Для него люди оставались всего лишь объектами, которые либо стояли у него на пути, либо были ему полезны. Он был классическим социопатом (психиатрический диагноз «антисоциальное личностное расстройство», АЛР), и, я думаю, он был продуктом своего окружения, а не каких-то генетических особенностей. Я верю, что если бы Леона растили в тех же условиях, что и его брата Фрэнка, он вырос бы пригодным для нормальной жизни и почти наверняка не сделался бы убийцей и насильником.
Даже шаги, предпринятые, чтобы помочь ему — например, упомянутая специальная программа для проблемных дошкольников, когда его поместили в группу других таких же детей, — только ухудшила его состояние. Исследования постоянно показывают нам, что если окружать проблемного ребенка другими детьми с психологической травмой, это может привести только к усилению плохого поведения. Этот опыт повторялся неоднократно, поскольку Леона помещали в разные воспитательные программы, детские и подростковые, с целью улучшить его поведение, и результат всегда был обратным. В программе, где были его сверстники, он встретился с таким же антисоциально настроенными подростками, которые только заводили друг друга. Они становились партнерами по преступлениям, подстрекали друг друга и подкрепляли друг для друга представление, что насилие — это самый лучший способ решить проблемы. Кроме того, все, что он видел у соседей, в кино или по телевизору в большинстве мест, где он проводил время, снова и снова говорило ему, что насилие решает все проблемы и что именно в том, чтобы заставить людей покоряться твоей физической силе, заключается удовольствие. Леон научился копировать наихудший из вариантов человеческого поведения, но оказался неспособным понять, почему ему следовало бы подражать хорошему.

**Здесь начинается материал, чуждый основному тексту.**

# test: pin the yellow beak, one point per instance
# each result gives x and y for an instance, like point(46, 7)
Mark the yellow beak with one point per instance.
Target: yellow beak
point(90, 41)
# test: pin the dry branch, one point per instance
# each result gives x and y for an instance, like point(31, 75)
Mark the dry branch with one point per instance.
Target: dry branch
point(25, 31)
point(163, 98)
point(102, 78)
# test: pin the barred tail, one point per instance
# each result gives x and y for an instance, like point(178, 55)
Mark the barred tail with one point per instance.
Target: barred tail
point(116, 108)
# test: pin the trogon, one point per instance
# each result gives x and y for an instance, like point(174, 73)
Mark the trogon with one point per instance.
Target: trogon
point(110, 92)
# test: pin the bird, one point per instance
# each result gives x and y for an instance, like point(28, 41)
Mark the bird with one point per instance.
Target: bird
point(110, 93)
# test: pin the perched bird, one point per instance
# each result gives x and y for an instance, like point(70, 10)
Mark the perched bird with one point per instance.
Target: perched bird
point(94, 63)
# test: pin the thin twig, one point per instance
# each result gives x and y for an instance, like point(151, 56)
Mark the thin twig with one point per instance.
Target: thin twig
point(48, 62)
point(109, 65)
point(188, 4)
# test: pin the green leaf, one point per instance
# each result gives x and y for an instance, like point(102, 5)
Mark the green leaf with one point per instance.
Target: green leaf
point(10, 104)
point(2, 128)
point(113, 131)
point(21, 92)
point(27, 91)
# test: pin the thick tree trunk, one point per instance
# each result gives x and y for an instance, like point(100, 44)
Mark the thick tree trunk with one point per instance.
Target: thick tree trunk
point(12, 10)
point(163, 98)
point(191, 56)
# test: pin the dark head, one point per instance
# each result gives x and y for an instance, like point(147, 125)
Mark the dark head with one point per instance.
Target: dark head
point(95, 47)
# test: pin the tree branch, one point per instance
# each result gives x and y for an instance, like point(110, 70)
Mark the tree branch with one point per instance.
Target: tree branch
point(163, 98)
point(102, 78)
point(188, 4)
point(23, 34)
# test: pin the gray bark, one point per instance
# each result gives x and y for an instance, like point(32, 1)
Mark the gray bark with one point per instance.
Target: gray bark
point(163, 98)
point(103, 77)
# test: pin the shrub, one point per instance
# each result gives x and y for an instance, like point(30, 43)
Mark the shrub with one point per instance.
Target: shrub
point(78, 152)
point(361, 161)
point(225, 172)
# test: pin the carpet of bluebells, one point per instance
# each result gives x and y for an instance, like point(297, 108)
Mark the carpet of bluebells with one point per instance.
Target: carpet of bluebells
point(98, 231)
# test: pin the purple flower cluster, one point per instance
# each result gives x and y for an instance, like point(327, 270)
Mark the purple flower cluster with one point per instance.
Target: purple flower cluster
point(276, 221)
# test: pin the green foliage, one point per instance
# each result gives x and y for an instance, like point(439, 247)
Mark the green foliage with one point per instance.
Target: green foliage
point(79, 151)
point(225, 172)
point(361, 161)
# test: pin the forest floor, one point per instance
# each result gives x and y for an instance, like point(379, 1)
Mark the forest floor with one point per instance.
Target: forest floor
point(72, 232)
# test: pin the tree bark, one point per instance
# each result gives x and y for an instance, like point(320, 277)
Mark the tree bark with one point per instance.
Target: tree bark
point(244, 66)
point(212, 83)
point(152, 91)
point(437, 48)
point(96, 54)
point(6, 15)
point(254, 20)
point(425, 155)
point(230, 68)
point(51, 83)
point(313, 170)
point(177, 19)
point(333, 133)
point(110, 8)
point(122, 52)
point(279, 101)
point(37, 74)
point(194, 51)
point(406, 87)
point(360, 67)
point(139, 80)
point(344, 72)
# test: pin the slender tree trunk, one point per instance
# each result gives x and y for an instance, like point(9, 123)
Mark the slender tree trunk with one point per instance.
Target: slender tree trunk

Есть другие нарушения деятельности мозга, которые уменьшают способность к эмпатии, и о них нужно упомянуть, чтобы лучше понять социопатию, такую как у Леона. Наиболее известен аутизм и его менее тяжелая форма, синдром Аспергера, оба эти расстройства в значительной степени генетически обусловлены. Около трети детей с аутизмом не научаются говорить, и все они стремятся к изоляции и склонны больше фокусироваться на предметах, а не на людях. Обычно у таких детей не очень развито воображение, и им трудно строить и понимать отношения с людьми. Это состояние часто сопровождается проблемами с сенсорной интеграцией и наличием сенсорной сверхчувствительности в виде, например, непереносимости громких звуков или яркого света. Для детей с аутизмом характерны повторяющиеся образцы поведения, такие как раскачивание, и навязчивый интерес к определенным объектам, как правило, связанным с перемещением — к поездам, или, скажем, к колесикам на игрушечных машинках. Некоторые аутисты обладают выраженными способностями к математике или рисованию, большая часть сосредоточивается на интересе к необычным предметам или идеям. Люди с синдромом Аспергера чаще способны общаться и жить обычной жизнью, чем люди с более тяжелыми формами аутизма, но их навязчивые состояния и неспособность «читать» социальные ключи часто приводят к изоляции. Их недостаточно развитые социальные навыки также способствуют тому, что для них становится крайне тяжело найти хорошую работу и удержаться на ней, хотя в некоторых случаях их математические и конструкторские способности более чем компенсируют их жизненную неуклюжесть. Многие дети, которых дразнят «вундеркиндами» или «ботаниками» за неспособность общаться со сверстниками, имеют синдром Аспергера или близки к этому диагнозу.